National Semiconductor Corp. plans to lay off 500 employees and sell its information appliance division in an effort to cut costs, the company said in a release Thursday. The move would take National Semiconductor out of the market for wireless baseband and set-top box processors.
Employees in the Santa Clara, Calif., company’s support, product development, and manufacturing division will be affected by the decision to eliminate the positions. National Semiconductor’s total worldwide headcount is about 10,000.
The company will solicit buyers for its Geode family of products, which has not delivered enough returns to justify continued research and development spending, said Brian Halla, National Semiconductor’s chairman, president, and chief executive officer, in a statement. Geode processors are used in set-top boxes for digital television, thin-client computers, and consumer access devices such as Microsoft Corp.’s Smart Displays. National Semiconductor’s main focus is a number of analog processors that are used in imaging and audio amplifier products, among other things.
As part of the announcement, the company also said that Taiwan Semiconductor Manufacturing Co. (TSMC) is now its primary supplier of silicon wafers for products built on .15-micron process technologies or lower, it said.
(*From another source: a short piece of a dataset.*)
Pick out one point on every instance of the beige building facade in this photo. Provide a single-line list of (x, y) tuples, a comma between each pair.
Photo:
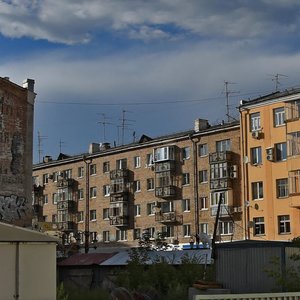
[(171, 184), (16, 139), (270, 142)]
The long-term agreement allows National Semiconductor to free up capital that would have been used to build a 300mm fabrication plant, an extremely expensive undertaking.
Many semiconductor companies are moving to 300mm wafer production, which allows more chips to be cut from a silicon wafer but requires significant start-up costs.
National Semiconductor expects the strategies to save the company about US$15 million a quarter starting in the company’s fourth quarter, which ends on May 25. It will report its earnings for its third quarter, the period ending February 23, on March 6.